Jose Berciano Jose Berciano - 1 month ago 18
Java Question

Remove empty tags at XML using Java

I'm giving some functionality to a servlet, one of the things I want to do is, when receiving the InputStream (which is basically a PDF document parsed into an XML format) set that data to a String object, then I try to delete all the empty tags, but I haven't got any good result so far:

This is the data the servlet is receiving



<form1>
<GenInfo>
<Section1>
<EmployeeDet>
<Title>999990000</Title>
<Firstname>MIKE</Firstname>
<Surname>SPENCER</Surname>
<CoName/>
<EmpAdd>
<Address><Add1/><Add2/><Town/><County/><Pcode/></Address>
</EmpAdd>
<PosHeld>DEVELOPER</PosHeld>
<Email/>
<ConNo/>
<Nationality/>
<PPSNo/>
<EmpNo/>
</EmployeeDet>
</Section1>
</GenInfo>
</form1>


The final result should be looking like this:



<form1>
<GenInfo>
<Section1>
<EmployeeDet>
<Title>999990000</Title>
<Firstname>MIKE</Firstname>
<Surname>SPENCER</Surname>
<PosHeld>DEVELOPER</PosHeld>
</EmployeeDet>
</Section1>
</GenInfo>
</form1>


My apologies if it is a repeated question but I did some research over similar posts and none of them could provide me the correct approach, that's why I am asking you in a separate post.

Thank you in advance.

Answer Source

Here's regex way of doing what you're wanting. I'm sure there are probably some "edge" cases that I'm not thinking of, but sometimes you can't tell when you use regex.
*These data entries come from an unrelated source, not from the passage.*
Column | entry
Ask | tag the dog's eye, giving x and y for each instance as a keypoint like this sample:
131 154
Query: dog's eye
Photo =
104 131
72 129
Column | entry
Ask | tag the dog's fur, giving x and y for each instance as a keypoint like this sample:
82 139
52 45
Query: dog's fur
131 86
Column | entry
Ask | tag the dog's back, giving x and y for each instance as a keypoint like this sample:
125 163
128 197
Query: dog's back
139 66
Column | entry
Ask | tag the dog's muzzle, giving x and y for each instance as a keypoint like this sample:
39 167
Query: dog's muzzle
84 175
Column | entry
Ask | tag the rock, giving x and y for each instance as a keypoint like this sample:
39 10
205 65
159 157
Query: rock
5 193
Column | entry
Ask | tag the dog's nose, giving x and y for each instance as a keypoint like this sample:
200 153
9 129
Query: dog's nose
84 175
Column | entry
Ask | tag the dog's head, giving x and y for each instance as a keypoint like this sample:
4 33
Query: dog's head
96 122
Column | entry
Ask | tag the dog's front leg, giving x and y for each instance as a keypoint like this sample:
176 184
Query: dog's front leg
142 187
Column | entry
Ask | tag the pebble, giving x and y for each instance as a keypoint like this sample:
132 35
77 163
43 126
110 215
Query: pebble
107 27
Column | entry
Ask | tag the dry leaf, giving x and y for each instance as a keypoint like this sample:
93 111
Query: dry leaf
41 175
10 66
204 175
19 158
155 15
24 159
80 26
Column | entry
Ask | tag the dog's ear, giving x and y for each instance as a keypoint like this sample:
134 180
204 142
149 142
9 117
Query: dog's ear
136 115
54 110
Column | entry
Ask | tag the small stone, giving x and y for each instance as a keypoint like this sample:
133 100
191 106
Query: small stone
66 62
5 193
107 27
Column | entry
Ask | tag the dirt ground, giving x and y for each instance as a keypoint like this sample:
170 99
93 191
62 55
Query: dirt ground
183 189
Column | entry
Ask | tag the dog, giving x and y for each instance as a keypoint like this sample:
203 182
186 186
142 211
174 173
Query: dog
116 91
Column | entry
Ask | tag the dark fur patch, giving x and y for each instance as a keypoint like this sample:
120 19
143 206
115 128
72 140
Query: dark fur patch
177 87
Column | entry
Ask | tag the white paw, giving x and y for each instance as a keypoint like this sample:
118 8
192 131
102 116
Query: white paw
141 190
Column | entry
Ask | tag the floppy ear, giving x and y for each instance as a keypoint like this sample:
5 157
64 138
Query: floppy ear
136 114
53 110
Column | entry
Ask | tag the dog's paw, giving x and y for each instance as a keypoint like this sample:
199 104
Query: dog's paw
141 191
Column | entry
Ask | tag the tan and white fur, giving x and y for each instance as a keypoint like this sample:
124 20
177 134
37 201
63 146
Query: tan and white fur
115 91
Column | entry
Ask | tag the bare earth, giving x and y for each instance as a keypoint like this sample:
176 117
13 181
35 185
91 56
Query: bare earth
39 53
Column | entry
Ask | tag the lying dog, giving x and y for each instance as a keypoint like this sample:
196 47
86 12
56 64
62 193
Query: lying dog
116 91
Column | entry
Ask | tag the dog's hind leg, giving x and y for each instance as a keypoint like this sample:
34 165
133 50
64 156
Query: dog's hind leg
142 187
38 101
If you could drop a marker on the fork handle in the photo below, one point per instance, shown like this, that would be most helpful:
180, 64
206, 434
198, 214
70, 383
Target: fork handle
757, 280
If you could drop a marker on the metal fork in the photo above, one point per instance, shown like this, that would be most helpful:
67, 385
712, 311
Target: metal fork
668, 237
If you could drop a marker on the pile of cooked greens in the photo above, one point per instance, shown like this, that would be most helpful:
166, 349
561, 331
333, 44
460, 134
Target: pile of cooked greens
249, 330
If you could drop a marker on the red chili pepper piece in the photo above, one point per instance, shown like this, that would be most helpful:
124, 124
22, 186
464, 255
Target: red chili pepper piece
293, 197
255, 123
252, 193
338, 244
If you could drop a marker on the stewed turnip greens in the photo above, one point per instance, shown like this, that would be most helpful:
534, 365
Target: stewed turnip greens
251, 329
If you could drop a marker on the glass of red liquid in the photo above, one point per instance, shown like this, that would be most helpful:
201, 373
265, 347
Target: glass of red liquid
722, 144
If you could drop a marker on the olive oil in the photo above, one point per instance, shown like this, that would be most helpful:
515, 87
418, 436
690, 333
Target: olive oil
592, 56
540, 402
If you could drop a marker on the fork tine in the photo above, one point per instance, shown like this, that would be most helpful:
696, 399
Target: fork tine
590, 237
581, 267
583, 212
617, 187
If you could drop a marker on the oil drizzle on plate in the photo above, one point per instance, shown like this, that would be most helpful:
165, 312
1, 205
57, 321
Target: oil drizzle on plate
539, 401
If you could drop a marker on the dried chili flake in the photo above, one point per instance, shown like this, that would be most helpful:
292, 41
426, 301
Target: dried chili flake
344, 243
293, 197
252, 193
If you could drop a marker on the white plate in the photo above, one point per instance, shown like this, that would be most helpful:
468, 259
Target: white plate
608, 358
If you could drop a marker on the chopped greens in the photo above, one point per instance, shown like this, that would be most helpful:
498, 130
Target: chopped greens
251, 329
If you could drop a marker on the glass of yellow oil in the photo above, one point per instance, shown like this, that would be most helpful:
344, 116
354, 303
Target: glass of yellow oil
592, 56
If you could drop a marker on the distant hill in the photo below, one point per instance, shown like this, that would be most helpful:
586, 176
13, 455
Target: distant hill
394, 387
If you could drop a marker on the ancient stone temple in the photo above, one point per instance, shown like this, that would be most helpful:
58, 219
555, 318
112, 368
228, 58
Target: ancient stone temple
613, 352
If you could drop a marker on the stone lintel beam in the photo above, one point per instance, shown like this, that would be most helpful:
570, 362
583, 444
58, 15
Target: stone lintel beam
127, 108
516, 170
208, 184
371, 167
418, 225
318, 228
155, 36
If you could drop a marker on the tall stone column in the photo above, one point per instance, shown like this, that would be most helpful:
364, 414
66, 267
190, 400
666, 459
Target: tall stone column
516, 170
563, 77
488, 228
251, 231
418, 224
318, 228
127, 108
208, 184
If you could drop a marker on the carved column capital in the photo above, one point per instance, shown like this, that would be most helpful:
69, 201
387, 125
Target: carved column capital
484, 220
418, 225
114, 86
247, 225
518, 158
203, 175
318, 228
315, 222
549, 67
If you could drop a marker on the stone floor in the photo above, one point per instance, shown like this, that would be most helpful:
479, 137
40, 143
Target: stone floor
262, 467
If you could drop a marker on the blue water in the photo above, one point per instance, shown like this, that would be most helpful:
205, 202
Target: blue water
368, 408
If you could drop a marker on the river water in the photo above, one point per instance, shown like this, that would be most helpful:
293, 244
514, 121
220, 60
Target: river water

Also, a DOM parser is probably the best way to do this.

public static void main(String[] args) throws Exception {
    String[] patterns = new String[] {
        // This will remove empty elements that look like <ElementName/>
        "\\s*<\\w+/>", 
        // This will remove empty elements that look like <ElementName></ElementName>
        "\\s*<\\w+></\\w+>", 
        // This will remove empty elements that look like 
        // <ElementName>
        // </ElementName>
        "\\s*<\\w+>\n*\\s*</\\w+>"
    };

    String xml = "    <form1>\n" +
                    "        <GenInfo>\n" +
                    "            <Section1>\n" +
                    "                <EmployeeDet>\n" +
                    "                    <Title>999990000</Title>\n" +
                    "                    <Firstname>MIKE</Firstname>\n" +
                    "                    <Surname>SPENCER</Surname>\n" +
                    "                    <CoName/>\n" +
                    "                    <EmpAdd>\n" +
                    "                        <Address><Add1/><Add2/><Town/><County/><Pcode/></Address>\n" +
                    "                    </EmpAdd>\n" +
                    "                    <PosHeld>DEVELOPER</PosHeld>\n" +
                    "                    <Email/>\n" +
                    "                    <ConNo/>\n" +
                    "                    <Nationality/>\n" +
                    "                    <PPSNo/>\n" +
                    "                    <EmpNo/>\n" +
                    "                </EmployeeDet>\n" +
                    "            </Section1>\n" +
                    "        </GenInfo>\n" +
                    "    </form1>";

    for (String pattern : patterns) {
        Matcher matcher = Pattern.compile(pattern).matcher(xml);
        xml = matcher.replaceAll("");
    }

    System.out.println(xml);
}

Results:

    <form1>
        <GenInfo>
            <Section1>
                <EmployeeDet>
                    <Title>999990000</Title>
                    <Firstname>MIKE</Firstname>
                    <Surname>SPENCER</Surname>
                    <PosHeld>DEVELOPER</PosHeld>
                </EmployeeDet>
            </Section1>
        </GenInfo>
    </form1>